A Barossa Valley entrepreneur claims she is disrupting the beauty industry using an Australian-first technique to extract its high-end ingredient.
Truffles. A pricey, high-end fungi often valued at around $3 per gram, is at the centre of a South Australian skincare line by Sabina Kelley.
Sabina tells how she originally began supplying her coveted, hand-harvested Barossa Valley black and white truffles to high-end local restaurants around seven years ago.
But then the idea for her skincare line, Truffèlle Australia, gained traction after she stumbled upon peer-reviewed research on truffles and skin health.
“Once you read something and see something, it’s really hard to unsee it,” she tells CityMag.
Now the Flaxman Valley entrepreneur wants to pioneer the use of truffle bioactives in anti-ageing formulas for women aged 40 and over after being “frustrated with products not working” and learning more about ingredients used in mainstream skincare.
“I wanted to disrupt the industry,” she says.

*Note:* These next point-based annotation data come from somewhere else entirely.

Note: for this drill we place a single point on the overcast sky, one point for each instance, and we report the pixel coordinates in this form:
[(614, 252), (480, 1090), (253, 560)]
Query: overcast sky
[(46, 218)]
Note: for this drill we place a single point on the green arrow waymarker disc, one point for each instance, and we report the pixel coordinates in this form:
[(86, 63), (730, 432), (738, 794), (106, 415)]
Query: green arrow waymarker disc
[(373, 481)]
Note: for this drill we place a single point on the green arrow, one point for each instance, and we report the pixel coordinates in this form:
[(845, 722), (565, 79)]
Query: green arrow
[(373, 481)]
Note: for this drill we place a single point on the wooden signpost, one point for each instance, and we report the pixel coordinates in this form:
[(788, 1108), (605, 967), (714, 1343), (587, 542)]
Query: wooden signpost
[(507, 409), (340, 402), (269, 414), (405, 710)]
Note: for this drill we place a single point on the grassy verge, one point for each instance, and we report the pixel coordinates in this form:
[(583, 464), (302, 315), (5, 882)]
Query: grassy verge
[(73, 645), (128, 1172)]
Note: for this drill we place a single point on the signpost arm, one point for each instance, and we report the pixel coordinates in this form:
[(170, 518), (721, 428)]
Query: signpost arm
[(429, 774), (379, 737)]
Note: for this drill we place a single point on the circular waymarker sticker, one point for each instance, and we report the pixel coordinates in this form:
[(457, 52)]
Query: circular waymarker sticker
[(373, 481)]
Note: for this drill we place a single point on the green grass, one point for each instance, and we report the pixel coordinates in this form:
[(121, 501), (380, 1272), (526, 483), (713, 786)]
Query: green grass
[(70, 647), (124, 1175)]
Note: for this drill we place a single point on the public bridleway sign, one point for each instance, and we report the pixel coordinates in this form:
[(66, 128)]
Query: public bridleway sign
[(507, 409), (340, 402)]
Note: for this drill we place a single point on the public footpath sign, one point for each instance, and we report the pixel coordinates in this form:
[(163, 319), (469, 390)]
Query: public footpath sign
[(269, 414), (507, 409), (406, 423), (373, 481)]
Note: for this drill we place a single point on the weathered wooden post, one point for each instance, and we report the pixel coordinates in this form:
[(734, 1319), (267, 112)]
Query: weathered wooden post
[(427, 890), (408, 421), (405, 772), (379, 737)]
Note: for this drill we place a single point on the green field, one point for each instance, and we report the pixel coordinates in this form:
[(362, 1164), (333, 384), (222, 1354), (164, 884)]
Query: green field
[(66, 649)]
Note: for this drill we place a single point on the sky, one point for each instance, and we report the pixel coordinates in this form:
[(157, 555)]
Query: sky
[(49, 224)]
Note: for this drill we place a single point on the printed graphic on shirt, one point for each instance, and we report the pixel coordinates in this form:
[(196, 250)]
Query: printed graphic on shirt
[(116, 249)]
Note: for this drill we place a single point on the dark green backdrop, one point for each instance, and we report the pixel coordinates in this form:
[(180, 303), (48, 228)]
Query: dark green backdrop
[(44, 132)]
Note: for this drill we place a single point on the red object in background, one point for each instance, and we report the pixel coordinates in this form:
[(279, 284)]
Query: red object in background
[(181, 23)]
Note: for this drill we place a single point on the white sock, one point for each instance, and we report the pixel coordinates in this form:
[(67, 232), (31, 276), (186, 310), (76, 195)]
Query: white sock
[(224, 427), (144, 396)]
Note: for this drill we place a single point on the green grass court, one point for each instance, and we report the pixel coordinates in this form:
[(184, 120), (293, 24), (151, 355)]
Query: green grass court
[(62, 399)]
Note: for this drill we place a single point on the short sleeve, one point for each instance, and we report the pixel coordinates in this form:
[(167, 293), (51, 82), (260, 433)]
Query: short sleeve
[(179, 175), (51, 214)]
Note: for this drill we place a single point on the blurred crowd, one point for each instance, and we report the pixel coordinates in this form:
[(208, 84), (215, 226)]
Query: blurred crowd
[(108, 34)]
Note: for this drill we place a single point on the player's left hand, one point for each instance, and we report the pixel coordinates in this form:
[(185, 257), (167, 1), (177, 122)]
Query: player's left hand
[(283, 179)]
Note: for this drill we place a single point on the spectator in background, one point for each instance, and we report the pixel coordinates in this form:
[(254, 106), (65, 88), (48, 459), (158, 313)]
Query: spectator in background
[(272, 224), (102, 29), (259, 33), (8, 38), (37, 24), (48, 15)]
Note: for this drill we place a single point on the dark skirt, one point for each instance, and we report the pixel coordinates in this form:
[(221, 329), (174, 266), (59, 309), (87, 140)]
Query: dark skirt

“I really want to start a movement where we are looking at what we’re putting on our skin – one in two people have cancer in their lifetime. Diseases are just on the rise… You have to start looking around- like, what am I actually using?”
Sabina now focuses more on the fermented truffle peptide cream she describes as a “world-first”.
“We definitely are the first… we’re the world’s first in the bio-fermentation process of the truffle extract,” she says.
“That’s what we wanted our chemist to do… come up with the most effective technique to get the truffle extract as potent as humanly possible.”
Truffèlle uses hand-harvested Barossa truffles grown in a rare microclimate inside a 35-million-year-old meteor crater in Flaxman Valley.
Each formulation combines sodium hyaluronate, peptides, and superfruit antioxidants with Australian Black Truffle bioactives.
Sabina invested a six-figure sum to develop new extraction methods and undertook long-term trials with her chemist and formulator to get the mix right.
“I wanted to put the product over profit, and if that meant spending a fortune making the cream, then I was willing to do that,” she said.
“I’m just sick of things not working.”
She says the chemist’s ingredient panel elevated the range beyond traditional anti-ageing formulas.
“She developed a superfruit complex… goji berries, green tea, Sacha Inchi… she’s gone all out for the antioxidants,” Kelley said.
“It’s cutting-edge science and that’s exciting.”
A key focus, she says, was avoiding hormone-disrupting or harsh preservatives commonly used to create long shelf lives in skincare.
“We only make 5000 jars, and that’s worldwide,” she says.
“They’re not sitting on the shelf for three years… We only use glass, so we don’t use any plastic… better for the environment, better for everything.”
The debut collection features two products: The Cream, which blends bio-fermented truffle with botanicals and Australian superfruits, and The Eye Cream, which pairs Black Truffle Extract, peptides, and Retinol with Shea Butter, Caffeine, and Vitamin E. And they are not cheap, retailing in the hundreds of dollars.
For Sabina, the project became about more than skincare and shows how much innovation there is in SA.
“It really is about changing women’s and everyone’s health for the better,” she says.
“I love the fact that we’re these little farmers at heart.
“We were the first people to produce truffles in the Barossa… I really believe the Barossa is going to be known as a truffle region very soon.”
Truffèlle is currently available exclusively through the brand’s website, with international expansion plans underway for the United States, Asia, and Dubai.
Sabina says she hopes the launch earlier this year encourages consumers to question what they apply to their skin.
“I really am truly on a mission,” she says.
“I really want to eventually get a foundation going where I can give back, and all the proceeds from Truffèlle will benefit women and their children who are going through tough times,”
“It’s not about money. If you’ve got a really good why… it drives you every day.”